Since then, he’s since gone on to graduate school and now works as an Associate Professor of Culinology of Southwestern Minnesota State University. “Students can get into research and development or product development. But I advise them to get experience in the back of the house first. Until you cook professionally, you don’t fully understand this job. You have to learn how to build flavors, and get a sense of how things taste,” he said.
Today, he’s doing a lot of traveling and meeting with research chefs. “Product development is driven by chefs in these companies. I enjoy the interaction I have with Chefs, and helping them come up with new concepts. To see the final products at stores and restaurants is exciting,” said Warsow.
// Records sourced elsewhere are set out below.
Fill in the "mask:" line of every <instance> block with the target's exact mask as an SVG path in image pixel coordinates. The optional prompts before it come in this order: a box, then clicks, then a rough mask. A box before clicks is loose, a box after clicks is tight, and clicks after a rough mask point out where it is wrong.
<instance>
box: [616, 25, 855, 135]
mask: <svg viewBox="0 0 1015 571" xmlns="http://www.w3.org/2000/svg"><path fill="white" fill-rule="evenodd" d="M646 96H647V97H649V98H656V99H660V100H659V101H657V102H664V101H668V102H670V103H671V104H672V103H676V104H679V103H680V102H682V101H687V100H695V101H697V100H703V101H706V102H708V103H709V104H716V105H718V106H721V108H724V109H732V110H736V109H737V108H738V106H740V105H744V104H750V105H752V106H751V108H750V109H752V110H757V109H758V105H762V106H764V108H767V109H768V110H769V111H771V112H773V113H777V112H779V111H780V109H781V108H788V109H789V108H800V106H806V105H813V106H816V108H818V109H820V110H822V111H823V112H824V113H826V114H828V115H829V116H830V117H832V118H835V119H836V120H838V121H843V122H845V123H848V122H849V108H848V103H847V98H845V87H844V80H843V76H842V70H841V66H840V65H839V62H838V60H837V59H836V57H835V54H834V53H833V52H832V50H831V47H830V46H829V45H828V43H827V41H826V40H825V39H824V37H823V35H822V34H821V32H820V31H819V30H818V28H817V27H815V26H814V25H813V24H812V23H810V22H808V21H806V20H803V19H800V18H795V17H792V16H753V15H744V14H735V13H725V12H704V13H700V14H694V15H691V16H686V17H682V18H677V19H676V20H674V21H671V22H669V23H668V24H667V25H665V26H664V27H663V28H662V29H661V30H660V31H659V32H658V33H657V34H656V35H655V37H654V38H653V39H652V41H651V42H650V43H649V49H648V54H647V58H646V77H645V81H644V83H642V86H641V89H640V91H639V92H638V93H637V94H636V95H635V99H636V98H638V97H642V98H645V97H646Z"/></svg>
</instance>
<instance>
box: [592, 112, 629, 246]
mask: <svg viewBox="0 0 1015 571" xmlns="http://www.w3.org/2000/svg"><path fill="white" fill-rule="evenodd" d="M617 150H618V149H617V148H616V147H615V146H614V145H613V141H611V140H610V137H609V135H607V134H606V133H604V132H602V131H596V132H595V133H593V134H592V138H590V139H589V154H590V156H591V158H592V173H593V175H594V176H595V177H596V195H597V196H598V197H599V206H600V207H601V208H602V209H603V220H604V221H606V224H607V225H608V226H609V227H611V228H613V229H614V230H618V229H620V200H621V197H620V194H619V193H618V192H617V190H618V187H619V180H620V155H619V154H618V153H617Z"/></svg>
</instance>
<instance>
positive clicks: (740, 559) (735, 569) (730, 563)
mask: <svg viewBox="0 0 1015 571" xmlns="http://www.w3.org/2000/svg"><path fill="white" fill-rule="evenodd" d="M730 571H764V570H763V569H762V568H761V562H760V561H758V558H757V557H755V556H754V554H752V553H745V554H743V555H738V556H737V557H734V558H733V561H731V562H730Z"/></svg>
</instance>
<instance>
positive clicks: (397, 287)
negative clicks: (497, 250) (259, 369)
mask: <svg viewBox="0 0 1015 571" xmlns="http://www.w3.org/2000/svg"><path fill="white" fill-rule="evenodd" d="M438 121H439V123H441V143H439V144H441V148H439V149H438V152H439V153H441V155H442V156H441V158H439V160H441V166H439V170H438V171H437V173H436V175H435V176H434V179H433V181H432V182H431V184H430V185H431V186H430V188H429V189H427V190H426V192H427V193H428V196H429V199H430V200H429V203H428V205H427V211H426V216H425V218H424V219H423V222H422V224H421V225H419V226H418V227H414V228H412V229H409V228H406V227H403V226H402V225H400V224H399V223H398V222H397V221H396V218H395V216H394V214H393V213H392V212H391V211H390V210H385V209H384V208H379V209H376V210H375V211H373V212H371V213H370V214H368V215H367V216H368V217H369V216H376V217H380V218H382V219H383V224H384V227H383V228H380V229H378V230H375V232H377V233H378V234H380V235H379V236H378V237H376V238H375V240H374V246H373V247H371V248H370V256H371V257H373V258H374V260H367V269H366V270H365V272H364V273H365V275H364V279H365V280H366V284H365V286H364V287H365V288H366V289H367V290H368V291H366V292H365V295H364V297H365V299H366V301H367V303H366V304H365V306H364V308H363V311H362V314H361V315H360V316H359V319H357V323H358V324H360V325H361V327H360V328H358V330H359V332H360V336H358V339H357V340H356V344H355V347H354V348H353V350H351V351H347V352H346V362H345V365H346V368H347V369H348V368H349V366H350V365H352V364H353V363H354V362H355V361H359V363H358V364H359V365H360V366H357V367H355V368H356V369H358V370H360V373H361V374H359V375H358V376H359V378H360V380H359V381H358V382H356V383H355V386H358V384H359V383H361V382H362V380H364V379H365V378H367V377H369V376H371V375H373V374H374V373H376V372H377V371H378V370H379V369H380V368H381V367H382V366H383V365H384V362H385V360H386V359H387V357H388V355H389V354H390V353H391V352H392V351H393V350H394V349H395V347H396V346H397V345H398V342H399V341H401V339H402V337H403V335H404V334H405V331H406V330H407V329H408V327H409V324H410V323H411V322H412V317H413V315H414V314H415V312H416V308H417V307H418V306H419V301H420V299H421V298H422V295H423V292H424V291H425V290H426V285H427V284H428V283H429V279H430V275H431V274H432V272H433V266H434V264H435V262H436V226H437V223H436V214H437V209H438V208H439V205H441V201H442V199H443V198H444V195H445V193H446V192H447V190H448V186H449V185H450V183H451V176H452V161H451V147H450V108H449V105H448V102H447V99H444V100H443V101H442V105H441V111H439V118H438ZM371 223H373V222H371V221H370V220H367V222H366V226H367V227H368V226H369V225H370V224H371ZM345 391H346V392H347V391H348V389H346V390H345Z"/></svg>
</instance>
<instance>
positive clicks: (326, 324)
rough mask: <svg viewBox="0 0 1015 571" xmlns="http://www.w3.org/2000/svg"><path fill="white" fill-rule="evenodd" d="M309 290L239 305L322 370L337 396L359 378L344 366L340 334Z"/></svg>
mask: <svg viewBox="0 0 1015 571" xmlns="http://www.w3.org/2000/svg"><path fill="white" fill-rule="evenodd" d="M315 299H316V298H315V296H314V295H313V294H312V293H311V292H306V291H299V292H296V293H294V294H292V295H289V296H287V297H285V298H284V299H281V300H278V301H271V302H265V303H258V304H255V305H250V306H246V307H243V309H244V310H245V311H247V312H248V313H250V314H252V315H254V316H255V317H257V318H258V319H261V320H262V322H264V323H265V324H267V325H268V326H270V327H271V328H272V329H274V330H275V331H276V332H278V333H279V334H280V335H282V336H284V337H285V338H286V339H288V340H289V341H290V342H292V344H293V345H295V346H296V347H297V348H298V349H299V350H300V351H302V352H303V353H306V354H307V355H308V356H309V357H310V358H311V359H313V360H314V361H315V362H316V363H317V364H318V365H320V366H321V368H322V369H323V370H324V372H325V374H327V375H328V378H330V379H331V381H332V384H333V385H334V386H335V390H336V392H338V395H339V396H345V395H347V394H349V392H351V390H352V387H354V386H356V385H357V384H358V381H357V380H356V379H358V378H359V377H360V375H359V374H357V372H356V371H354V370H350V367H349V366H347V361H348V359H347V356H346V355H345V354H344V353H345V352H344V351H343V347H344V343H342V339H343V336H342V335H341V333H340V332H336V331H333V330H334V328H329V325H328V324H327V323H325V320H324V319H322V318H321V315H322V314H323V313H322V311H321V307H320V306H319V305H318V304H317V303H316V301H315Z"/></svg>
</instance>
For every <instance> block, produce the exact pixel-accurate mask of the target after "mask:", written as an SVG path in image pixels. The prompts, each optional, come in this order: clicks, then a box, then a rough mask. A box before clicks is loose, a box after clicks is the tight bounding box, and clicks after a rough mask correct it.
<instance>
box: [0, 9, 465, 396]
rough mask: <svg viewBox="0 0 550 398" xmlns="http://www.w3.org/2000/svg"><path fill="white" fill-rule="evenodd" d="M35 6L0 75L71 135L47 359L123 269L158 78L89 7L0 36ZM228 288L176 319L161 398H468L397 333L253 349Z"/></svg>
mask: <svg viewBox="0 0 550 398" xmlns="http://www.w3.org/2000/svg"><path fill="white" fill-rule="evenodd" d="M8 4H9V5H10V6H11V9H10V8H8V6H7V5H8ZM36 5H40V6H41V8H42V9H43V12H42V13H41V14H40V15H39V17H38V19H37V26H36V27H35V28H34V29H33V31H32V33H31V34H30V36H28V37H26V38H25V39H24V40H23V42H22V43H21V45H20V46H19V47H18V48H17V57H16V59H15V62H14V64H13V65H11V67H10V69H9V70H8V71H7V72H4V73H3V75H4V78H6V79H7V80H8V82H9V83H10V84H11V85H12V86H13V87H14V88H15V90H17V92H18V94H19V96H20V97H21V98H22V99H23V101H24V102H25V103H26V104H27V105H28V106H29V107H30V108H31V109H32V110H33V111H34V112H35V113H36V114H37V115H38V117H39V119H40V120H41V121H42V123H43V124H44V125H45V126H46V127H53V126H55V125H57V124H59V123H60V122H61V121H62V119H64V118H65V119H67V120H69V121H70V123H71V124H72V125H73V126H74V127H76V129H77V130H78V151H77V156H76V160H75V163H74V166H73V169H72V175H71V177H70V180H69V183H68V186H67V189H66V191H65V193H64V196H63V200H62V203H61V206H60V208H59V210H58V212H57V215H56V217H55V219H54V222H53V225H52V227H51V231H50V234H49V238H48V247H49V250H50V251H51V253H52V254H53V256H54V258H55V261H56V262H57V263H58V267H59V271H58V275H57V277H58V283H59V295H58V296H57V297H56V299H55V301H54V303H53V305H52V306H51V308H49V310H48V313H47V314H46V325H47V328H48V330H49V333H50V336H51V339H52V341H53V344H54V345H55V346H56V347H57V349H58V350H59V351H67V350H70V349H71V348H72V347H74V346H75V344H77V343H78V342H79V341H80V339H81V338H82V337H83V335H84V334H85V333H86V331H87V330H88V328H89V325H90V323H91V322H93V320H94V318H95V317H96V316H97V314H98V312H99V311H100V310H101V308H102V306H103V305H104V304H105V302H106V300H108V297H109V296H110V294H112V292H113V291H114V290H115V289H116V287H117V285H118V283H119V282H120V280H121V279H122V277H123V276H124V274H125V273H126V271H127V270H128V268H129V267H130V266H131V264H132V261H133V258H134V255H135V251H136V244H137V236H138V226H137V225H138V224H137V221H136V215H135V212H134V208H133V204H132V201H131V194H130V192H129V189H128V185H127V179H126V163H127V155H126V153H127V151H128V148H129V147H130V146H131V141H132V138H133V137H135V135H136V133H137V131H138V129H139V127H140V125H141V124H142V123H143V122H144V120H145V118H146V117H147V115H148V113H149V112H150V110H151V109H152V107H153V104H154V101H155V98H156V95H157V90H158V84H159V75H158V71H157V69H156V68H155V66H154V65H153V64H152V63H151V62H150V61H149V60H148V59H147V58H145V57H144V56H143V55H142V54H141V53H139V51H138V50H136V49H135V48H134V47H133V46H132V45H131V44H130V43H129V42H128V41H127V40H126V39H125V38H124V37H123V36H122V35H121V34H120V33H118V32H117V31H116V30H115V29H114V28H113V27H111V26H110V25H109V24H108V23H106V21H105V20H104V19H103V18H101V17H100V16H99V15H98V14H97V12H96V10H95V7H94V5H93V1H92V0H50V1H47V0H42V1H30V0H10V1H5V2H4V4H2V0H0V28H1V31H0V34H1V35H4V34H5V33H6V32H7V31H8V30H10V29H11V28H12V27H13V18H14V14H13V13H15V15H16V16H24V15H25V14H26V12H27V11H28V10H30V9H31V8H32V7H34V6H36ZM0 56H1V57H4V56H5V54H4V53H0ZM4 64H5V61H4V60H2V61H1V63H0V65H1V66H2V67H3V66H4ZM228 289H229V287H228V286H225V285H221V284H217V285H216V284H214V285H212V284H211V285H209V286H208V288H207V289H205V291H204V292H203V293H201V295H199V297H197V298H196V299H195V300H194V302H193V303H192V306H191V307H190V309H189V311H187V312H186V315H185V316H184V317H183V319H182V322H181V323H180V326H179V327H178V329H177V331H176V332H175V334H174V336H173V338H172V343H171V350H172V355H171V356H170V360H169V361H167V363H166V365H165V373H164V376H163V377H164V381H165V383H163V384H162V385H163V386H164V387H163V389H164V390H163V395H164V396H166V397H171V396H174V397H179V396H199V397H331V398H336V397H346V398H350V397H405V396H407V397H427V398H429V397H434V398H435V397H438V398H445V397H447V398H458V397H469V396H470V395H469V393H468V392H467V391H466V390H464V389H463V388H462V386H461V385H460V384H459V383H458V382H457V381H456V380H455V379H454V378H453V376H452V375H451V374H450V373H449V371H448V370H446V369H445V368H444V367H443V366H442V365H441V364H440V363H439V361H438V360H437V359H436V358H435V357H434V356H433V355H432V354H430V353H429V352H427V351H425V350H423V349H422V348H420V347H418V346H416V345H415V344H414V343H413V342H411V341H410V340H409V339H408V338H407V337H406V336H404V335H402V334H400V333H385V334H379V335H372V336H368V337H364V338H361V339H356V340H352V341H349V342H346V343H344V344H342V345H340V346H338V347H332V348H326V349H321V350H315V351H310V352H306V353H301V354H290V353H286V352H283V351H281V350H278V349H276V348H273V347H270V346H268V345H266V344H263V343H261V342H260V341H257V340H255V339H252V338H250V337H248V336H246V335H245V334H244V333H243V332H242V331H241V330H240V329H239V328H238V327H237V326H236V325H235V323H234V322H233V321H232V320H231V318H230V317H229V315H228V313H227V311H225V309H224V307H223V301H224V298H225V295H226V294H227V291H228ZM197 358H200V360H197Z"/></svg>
One of the challenges of his job is overcoming the public perception that he’s putting chemicals in people’s food. “A good portion of my job is trying to explain that we are using natural ingredients. We help make food safer and more nutritious. We make it taste better,” he said.
At Bell Flavors & Fragrances, he oversees two chefs who share the “same drive and determination as I do. They have science-based minds who like to solve problems. At the same time, they’re foodies.”
He considers himself a foodie as well. “When it comes to my “death row” meal, I’d get pound of fresh Alaskan crab legs and bone-in grilled rib eye Waygo beef with a nice truffle demi glaze,” he said.
Warsow said he has his dream job. “I love my job. It’s something I wanted ever since I was in culinary school. It challenges me on a daily basis,” said Warsow.